Najnowszy numer czasopisma „Nature” zdaje się jednak przeczyć tym modelom. Przynosi on artykuł Stephena Slivana z Massachusetts Institute of Technology w USA, analizujący krzywe zmian blasku planetoid z rodziny Koronis.

Blask każdej planetoidy na skutek jej rotacji i nieregularnego kształtu zmienia się z czasem. Najczęściej mamy do czynienia z podwójnymi sinusoidami, których okres mówi nam o okresie rotacji badanego ciała, a amplituda zmian blasku o zmiennym usytuowaniu planetoidy w stosunku do obserwatora.

Dysponując odpowiednio dużą próbką krzywych zmian blasku zebranych na dostatecznie długim odcinku czasu, astronomowie są w stanie określić dość precyzyjnie okres rotacji planetoidy, jej przybliżony kształt i położenie biegunów.

Metoda stosowana przez Slivana sprawdziła się w przypadku planetoidy Ida.

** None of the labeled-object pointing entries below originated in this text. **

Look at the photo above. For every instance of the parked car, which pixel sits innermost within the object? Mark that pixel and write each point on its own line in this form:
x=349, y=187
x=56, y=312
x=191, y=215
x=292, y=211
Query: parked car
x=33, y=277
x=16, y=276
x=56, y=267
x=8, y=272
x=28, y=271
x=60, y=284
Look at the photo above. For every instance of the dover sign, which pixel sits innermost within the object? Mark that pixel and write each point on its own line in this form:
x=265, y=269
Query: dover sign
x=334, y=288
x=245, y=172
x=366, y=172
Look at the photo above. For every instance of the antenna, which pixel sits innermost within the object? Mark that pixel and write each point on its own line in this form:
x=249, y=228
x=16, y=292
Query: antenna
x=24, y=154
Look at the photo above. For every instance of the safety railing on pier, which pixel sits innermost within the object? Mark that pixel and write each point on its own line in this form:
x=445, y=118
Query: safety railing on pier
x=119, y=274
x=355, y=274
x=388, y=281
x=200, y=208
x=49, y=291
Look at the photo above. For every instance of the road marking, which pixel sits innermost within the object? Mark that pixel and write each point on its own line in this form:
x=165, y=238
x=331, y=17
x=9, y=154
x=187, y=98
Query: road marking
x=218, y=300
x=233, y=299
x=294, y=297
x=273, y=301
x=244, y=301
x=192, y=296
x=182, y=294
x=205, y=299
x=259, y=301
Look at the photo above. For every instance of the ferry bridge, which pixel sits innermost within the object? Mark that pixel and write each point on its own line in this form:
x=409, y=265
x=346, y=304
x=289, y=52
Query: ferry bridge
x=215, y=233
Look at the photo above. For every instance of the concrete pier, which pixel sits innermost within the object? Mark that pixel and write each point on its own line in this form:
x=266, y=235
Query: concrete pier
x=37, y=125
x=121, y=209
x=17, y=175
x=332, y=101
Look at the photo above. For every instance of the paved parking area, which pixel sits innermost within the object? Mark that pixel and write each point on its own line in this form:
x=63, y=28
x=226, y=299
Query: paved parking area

Jej własności, oszacowane na podstawie wieloletnich naziemnych obserwacji, doskonale zgadzały się z tym, co ujrzała bezpośrednio sonda Galileo.

Slivan w swojej analizie wykorzystał ponad 200 krzywych zmian blasku zebranych w ciągu 43 lat dla dziesięciu największych planetoid grupy Koronis. Dane te doprowadziły go do bardzo ciekawych wniosków.

Okazało się, że okresy rotacji i nachylenia osi obiektów z grupy Koronis nie są rozłożone przypadkowo, lecz grupują się bardzo wyraźnie w dwóch miejscach. Nachylenie osi rotacji do płaszczyzny orbity tych ciał przyjmuje w zasadzie tylko dwie wartości: około 160 i 45 stopni, natomiast okresy rotacji wynoszą 0,59 lub 0,34 dnia.

Według Slivana, najbardziej prawdopodobnym wyjaśnieniem niezgodności modeli z jego danymi obserwacyjnymi jest dużo bardziej złożony proces zderzenia, a następnie fragmentacji ciała macierzystego. Slivan sugeruje, że ogromna planetoida, będąca twórczynią rodziny Koronis, na skutek zderzenia rozpadła się na zaledwie kilka luźno związanych ciał, które następnie uległy dalszej fragmentacji. Dwie obserwowane przez niego podgrupy o podobnych własnościach byłyby więc potomkami większych pozostałości po ciele macierzystym grupy Koronis.

Autor pracy nie wyklucza jednak, że jakieś mechanizmy powodują, iż w pewnych warunkach zachowanie pobliskich planetoid staje się coraz bardziej podobne.